Chinese city commercial bank

Bank of Tianjin (simplified Chinese: 天津银行: Tiānjīn yínháng) is a city commercial bank headquartered in Tianjin, People's Republic of China and regulated by the People's Bank of China.

== Overview ==
Bank of Tianjin (BoT) serves customers through a network of 109 branches across the major cities in the country. In 2015, the bank ranked 219 in terms of tier-one capital by the "Global Banking 1000" list by the UK-based magazine The Banker. As of 31 December 2015, the bank had 306 outlets and an asset base of RMB 564 billion (US$84.6 billion).

== History ==
Bank of Tianjin was founded on 6 November 1996 as Tianjin City Co-operative Bank to serve the local communities of the city. In May 1998 the bank was renamed to Tianjin City Commercial Bank.

In March 2007, the bank's name was yet again changed to Bank of Tianjin. This was after receiving foreign direct investment of US$111.4 million from Australian based banking giant, ANZ Group. This gave ANZ group a 20% stake in Bank of Tianjin. The same year saw the bank expand its operations into Beijing.

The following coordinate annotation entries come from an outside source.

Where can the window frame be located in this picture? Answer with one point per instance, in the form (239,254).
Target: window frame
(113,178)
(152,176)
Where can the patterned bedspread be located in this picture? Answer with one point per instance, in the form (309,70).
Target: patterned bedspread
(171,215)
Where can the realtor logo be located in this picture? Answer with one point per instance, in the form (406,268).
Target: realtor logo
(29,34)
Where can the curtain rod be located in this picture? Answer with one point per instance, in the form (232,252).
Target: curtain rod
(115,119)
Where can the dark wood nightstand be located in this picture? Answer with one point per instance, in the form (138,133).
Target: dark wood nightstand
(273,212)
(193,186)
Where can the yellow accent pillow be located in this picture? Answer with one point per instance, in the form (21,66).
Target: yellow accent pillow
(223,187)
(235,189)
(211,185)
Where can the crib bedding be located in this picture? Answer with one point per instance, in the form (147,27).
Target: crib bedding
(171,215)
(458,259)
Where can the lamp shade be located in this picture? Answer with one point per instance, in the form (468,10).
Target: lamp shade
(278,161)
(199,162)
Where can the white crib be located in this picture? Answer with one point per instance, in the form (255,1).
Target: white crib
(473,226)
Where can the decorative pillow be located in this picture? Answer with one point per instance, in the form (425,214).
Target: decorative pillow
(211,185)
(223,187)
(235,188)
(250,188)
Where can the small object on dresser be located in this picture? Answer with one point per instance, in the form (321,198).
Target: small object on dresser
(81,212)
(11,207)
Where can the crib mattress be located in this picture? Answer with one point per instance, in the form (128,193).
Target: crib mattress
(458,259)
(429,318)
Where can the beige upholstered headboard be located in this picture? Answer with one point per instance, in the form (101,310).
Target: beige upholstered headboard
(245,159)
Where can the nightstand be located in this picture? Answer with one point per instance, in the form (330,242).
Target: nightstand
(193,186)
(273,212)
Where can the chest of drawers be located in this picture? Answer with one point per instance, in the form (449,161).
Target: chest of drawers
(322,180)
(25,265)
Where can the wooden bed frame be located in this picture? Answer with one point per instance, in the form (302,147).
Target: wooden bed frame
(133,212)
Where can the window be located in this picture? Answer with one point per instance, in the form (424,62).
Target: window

March 2016 saw the bank list H shares on the Hong Kong Stock exchange after an IPO that was led by BOC International, ABC International and CCB International. The bank raised US$950 million in the public offering short of the US$1.23 billion that the bank was initially targeting. After the IPO, the bank was caught in a $122 million fraud incident at its Shanghai branch. Agricultural Bank of China was said to be investigating a similar incident

== Investments ==
Other than its banking core business, Bank of Tianjin holds a 35% stake in Tianjin Jixian County Bank Co. Ltd, a commercial bank in Jixian County, China. BoT initially held a 53.87% in Tianjin Jixian County Bank, but later ceded their stake to other investors.

== Ownership ==
The shares of the stock of Bank of Tianjin are traded on the Hong Kong Stock Exchange, under the ticker 1578. As of 25 November 2016, the shareholding in the bank's stock was as depicted in the table below:

Bank of Tianjin stock ownership
| Rank | Name of owner | Percentage ownership |
|---|---|---|
| 1 | Australia and New Zealand Banking Group | 41.12 |
| 2 | State-owned Assets Supervision and Administration Commission of the State Council | 17.18 |
| 5 | Other | 41.70 |
|  | Total | 100.00 |

== Governance ==
Bank of Tianjin is governed by a fourteen-person board of directors, with Yuan Fuhua serving as the chairman of the group and Yuanhua Wen as the president and executive director.